I spend about 100 days in the mountains each year, and it is oxygen for my soul. Much is revealed in such ancient and time tried places. A realness and dependency exists between people as they are roped together on glacier treks as crevasses loom on all sides.

There is little room for façades and false faces when each and all are pushed to their limits and breaking points. There cannot help but be a vulnerability and transparency when we are reduced to the basic elements of the soul on the rocks and soil.

It is fifty years this year since "Beat Generation" poet Jack Kerouac's The Dharma Bums was published in 1958. The final few chapters of The Dharma Bums unfolds Kerouac's two months of solitude in a lookout cabin on Desolation Peak in the North Cascades on the border of Canada.

Kerouac went to many a hard place while living in the lookout, surrounded on all sides by white towers, rock slabs and ancient serrated ridges. All distractions and diversions were gone, and he had to go much further within to find deeper wells of life.

Jack Kerouac dedicated two poems to Thomas Merton. Thomas Merton was born in the mountains in France, and he died near the towering crags in Asia near Kangenjunga.

Thomas Merton

Merton made it clear in his initial autobiography, The Seven Storey Mountain, that there is a close connection between mountains, monasteries and the contemplative quest and pilgrimage.

The Seven Storey Mountain played a pivotal role in confirming yet another American poet of the Beat Generation, Gary Snyder. Snyder's vocation was to turn to the Eastern contemplative path, and he worked out such a vision in the inviting peaks of Japan and the Pacific Northwest.

Kerouac, Merton and Snyder all sought, in their different ways, to challenge centuries of western rationalism and activism. They attempted, in their turn to the ancient citadels, to hold high the contemplative path and way. It is in the silence and stillness of such rugged terrain and wild places that an inner centre and core can be found.

It is forty years since Thomas Merton died. Merton spent some of his last days in North America in Alaska in the McKinley (Denali) area. Thomas Merton in Alaska: The Alaskan Conferences, Journal, and Letters recounts and records his fondness for the lure of mountains and McKinley.

I plan, this autumn, with Angus Stuart, to go on a pilgrimage to Alaska and staywhere Merton gave his final retreat lectures in the area.

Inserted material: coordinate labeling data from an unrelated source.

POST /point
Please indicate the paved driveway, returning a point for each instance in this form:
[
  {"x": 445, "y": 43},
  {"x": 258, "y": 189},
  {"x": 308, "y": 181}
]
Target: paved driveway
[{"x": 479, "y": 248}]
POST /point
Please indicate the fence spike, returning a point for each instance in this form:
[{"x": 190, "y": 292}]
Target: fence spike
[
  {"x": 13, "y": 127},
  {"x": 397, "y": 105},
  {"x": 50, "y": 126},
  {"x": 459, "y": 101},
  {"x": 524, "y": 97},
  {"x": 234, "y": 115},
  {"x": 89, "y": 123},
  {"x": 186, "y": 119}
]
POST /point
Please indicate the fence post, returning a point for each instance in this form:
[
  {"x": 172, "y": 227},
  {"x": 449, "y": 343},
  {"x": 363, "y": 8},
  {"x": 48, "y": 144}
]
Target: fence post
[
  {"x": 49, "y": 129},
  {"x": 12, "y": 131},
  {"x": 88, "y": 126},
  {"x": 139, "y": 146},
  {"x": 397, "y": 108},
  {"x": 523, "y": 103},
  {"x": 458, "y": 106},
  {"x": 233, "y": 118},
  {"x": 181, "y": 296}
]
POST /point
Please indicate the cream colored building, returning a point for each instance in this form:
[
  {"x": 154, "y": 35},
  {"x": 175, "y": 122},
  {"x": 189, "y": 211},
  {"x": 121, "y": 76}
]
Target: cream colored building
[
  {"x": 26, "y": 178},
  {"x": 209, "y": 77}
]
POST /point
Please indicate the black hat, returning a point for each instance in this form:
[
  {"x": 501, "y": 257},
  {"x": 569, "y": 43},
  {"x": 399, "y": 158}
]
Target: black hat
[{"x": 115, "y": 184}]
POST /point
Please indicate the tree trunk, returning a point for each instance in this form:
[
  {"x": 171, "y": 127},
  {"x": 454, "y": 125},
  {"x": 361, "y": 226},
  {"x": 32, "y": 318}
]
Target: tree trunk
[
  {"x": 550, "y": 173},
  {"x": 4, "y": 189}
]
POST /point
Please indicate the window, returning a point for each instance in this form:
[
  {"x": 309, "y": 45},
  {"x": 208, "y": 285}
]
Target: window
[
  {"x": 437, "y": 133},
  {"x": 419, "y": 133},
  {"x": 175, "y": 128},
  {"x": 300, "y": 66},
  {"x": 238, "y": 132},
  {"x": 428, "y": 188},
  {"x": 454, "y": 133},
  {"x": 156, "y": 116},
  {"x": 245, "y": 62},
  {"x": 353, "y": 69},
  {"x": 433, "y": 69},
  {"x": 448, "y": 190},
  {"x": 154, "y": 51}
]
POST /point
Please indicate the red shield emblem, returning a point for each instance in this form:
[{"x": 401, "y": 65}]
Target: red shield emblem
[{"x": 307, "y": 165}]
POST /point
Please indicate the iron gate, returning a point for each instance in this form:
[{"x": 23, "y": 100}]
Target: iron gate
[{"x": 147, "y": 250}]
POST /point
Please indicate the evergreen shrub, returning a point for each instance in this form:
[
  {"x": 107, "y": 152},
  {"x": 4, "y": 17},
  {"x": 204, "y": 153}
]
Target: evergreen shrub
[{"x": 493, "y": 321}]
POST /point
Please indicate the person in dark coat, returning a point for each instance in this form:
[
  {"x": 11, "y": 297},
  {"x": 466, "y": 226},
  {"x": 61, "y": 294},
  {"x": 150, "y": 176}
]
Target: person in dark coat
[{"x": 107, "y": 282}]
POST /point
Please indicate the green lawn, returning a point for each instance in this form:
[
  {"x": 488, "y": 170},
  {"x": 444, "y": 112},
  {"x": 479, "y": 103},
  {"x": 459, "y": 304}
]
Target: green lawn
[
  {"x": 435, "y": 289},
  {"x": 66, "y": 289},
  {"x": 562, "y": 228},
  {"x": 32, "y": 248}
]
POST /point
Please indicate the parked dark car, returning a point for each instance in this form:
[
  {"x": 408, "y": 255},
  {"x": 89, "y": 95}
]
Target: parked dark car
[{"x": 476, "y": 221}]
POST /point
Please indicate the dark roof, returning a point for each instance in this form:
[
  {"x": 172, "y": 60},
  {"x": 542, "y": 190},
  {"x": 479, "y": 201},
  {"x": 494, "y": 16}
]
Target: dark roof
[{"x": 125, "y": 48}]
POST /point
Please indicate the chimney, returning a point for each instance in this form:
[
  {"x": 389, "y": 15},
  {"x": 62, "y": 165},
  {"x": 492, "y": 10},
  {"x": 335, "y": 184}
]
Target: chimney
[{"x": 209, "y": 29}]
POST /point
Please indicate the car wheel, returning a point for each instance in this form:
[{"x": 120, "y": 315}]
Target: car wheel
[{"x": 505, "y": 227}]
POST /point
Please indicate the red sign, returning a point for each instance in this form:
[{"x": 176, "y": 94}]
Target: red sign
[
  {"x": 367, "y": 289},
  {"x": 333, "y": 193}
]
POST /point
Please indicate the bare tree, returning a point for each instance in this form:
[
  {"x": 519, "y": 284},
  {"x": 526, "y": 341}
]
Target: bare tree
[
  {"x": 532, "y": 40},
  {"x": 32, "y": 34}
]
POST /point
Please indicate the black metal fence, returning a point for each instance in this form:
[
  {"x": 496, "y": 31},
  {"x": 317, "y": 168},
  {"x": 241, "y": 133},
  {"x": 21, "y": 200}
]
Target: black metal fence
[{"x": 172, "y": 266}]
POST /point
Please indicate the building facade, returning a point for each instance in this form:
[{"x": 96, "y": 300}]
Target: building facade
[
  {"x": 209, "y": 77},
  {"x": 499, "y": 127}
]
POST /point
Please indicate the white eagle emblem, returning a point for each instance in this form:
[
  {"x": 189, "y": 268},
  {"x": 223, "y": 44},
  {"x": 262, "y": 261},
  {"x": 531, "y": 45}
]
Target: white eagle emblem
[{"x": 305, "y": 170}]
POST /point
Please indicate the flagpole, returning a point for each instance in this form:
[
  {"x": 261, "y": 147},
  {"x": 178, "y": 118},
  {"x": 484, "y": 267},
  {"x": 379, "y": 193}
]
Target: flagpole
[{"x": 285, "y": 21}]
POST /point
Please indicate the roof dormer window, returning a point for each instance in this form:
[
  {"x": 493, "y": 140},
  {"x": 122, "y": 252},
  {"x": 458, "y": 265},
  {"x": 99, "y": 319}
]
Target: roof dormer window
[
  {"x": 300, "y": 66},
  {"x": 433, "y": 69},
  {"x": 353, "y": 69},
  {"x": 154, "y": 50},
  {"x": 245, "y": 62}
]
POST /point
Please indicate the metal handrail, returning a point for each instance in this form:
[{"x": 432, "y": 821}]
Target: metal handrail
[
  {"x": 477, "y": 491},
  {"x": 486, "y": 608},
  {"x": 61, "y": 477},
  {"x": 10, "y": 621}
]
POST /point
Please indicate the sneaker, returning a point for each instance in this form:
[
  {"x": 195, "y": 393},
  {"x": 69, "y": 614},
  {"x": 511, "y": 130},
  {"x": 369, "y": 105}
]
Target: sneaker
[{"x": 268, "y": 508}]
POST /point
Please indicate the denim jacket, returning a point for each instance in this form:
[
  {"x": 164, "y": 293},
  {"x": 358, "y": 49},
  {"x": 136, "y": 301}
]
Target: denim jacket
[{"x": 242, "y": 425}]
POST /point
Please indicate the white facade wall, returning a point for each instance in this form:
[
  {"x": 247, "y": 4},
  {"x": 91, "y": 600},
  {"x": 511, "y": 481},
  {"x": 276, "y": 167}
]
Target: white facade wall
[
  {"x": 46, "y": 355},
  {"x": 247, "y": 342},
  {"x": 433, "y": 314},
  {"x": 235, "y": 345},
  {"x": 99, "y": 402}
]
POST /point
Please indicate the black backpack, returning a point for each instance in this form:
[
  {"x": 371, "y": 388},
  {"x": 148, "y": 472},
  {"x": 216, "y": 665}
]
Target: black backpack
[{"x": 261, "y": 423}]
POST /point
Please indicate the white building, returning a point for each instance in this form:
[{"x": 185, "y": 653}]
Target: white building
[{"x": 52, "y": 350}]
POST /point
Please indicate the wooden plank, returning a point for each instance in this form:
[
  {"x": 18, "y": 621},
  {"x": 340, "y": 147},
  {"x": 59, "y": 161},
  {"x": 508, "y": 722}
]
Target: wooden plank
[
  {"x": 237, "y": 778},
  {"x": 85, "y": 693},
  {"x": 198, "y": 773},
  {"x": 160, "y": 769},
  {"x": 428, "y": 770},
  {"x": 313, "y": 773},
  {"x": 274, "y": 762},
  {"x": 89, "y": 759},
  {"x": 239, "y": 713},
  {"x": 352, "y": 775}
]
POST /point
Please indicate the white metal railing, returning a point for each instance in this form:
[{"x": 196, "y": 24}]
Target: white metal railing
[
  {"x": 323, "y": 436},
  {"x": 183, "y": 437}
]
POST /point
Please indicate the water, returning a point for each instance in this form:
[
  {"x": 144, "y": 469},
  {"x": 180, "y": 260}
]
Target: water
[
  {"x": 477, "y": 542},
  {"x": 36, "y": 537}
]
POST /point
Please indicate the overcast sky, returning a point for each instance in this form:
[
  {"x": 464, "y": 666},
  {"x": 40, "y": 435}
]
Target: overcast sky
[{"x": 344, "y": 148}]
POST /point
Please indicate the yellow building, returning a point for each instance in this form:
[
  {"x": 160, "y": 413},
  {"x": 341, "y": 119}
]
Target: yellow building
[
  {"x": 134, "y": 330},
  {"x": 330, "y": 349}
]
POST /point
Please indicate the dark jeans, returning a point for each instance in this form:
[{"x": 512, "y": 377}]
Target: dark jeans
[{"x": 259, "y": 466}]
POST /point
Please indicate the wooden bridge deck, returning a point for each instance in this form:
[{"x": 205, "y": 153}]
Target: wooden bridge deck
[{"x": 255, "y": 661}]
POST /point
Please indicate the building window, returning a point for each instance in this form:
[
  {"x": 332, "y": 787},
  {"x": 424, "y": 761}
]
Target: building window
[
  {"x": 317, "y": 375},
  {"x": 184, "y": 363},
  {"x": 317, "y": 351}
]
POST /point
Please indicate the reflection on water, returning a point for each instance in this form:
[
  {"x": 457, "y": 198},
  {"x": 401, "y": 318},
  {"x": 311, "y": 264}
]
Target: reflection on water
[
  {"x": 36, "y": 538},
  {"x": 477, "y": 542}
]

Jack Kerouac called his lookout on Desolation Peak a pagoda that taught him much about himself. Merton's constant turn to the mountains pointed the way to the other side of the self and society. Snyder was aware of the danger on peaks but the stone elders and forests could yet teach much.

There are messages in the mountains that reach into the deeper recesses of the soul.

When we learn to think like a mountain, as did Kerouac, Merton and Snyder, our altered eye will alter much.

Ron Dart has published three books on mountaineering: The Beatitudes: When Mountain Meets Valley, Thomas Merton and the Beats of the North Cascades, Mountaineering and the Humanities. Ron is on the executive of the Thomas Merton Society of Canada. He will be co-teaching a course on Thomas Merton this summer at the Vancouver School of Theology.